While many brands choose to focus on the functionalities of the packaging – durability from storage, transportation, environment to retailers’ requirements – they may have unintentionally missed out a subtle yet crucial factor: that packaging also reflects the product. It is not uncommon for brands to see minimal success on new products the first time. More often than not, it is not the product itself, but its packaging that causes this. Erroneously, some brands have the notion that consumers make rational and informed choices prior to purchase, but most of the time it’s purely instinctive and reactive, which is why packaging design becomes key when a consumer makes the final decision whether to purchase or not.
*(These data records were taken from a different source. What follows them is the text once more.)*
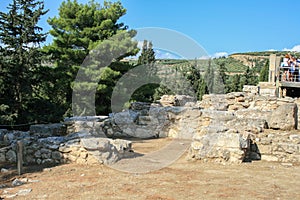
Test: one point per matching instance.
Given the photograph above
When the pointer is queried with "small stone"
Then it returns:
(24, 192)
(47, 170)
(17, 182)
(287, 164)
(11, 156)
(3, 170)
(24, 180)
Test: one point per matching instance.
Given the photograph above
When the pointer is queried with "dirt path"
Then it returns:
(180, 180)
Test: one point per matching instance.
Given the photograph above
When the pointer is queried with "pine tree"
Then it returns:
(264, 73)
(147, 55)
(209, 77)
(80, 29)
(149, 92)
(20, 37)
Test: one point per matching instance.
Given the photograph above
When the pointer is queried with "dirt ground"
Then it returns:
(181, 180)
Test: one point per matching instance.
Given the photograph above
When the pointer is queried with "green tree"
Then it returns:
(78, 30)
(147, 55)
(209, 77)
(148, 92)
(20, 39)
(250, 77)
(264, 72)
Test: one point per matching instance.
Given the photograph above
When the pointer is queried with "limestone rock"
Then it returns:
(48, 130)
(284, 117)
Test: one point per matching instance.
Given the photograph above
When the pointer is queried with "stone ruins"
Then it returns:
(234, 128)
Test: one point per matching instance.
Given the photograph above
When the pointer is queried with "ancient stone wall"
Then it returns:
(235, 127)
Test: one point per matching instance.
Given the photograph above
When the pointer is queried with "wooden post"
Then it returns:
(20, 157)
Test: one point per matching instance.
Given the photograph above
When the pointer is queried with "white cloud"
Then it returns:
(204, 57)
(162, 54)
(220, 54)
(215, 55)
(295, 48)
The concept of packaging is not a recent practice, in fact, most historians agree that the first packaging was invented when early humans were nomadic hunters and gatherers. The nature of their nomadic lifestyles forced them to construct devices for carrying and containing their belongings. The very first form of packaging involved the use of leaves, nuts, gourds, animal skin, and wood. As humans evolved from hunter-gatherers to domesticated villagers, their version of packaging also advanced to woven sacks and baskets, wooden boxes, and clay containers. The rise of cities and trading thousands of years ago brought about the exchange of goods and innovations, creating a new form of packaging – the use of blown glass (molded glass of various shapes) and wooden barrels. In the 1800s, metallurgist and inventor Alexander Parkes created the first man-made plastic, Parkesine, which later changed the world of packaging.
Today, packaging has grown from mere practicality to clever, thoughtful, and beautiful designs that help differentiate one brand from another. Good product packaging not only weaves a story with the brand’s values, it also intrigues and helps consumers identify the brand in a competitive market. Like these five, for example.
Forget the ubiquitous milk cartons, because the team at Imedia Creative Bureau has created the ‘spatial edition’ milk bottles inspired by the story of alien bovine abductions for the Molocow milk company. Based in Kyrgyzstan, the agency has reimagined the milk bottle design and created something ‘out of this world’ that’s appealing to children and adults alike. From its UFO screw top to its beam-shaped glass bottle, this design is a refreshing take that might even cultivate the good habit of drinking milk.
Packaging design for a service is vastly different from that of perishable goods. The Yachtsetter, a company that provides yacht and cabin rental services for weekend vacation tours, has engaged Mexican branding company Anagrama to design a unique experience for its customers. Drawing inspirations from the nautical language and regattas, the agency delivered a series of beautifully designed brand collaterals that captured the essence of sailing. The results? Branding The Yachtsetter as an exclusive service encapsulating luxury, entertainment, and comfort.
Love Guide Condoms
Designer Guan-Hao Pan may have helped solve the conundrum faced by millions of men around the world – properly identifying the size of a condom. He has designed a new packaging system indicating the sizes of the penis girth comparable to specific fruits and vegetables. Whether it resembles a cucumber, carrot, turnip, banana, or zucchini, the easy reference means a proper condom fitting, thus decreasing breakage due to wrong size selection, and eventually reducing the risk of unwanted pregnancy and sexually-transmitted diseases.
A group of Swedish students came together to give Samurai, a Japanese restaurant located in Stockholm, Sweden, a completely new look. Incorporating the vibrancy of Japanese culture and delicate handwork together with carefully thought out colours and patterns, they’ve created playful and eye-catching designs consistent throughout its range of products. Now it not only makes the food look tastier, but is also a thoughtfully designed package that’s perfect for takeaways.
How does a farm tell the world that its produce is so fresh, it’s like bringing a piece of the farm life home with you? Russian branding agency Getbrand may just have the answer. They’ve redesigned the packaging with a deep understanding on the nature of the business. Inspired by a henroost, the packaging, made of eco-friendly densely pressed cardboard, emulates a nest. Contrary to a typical egg container, this new design evokes an emotional connection through its shape, texture, and the ‘warmth of a home nestled by a mother hen’.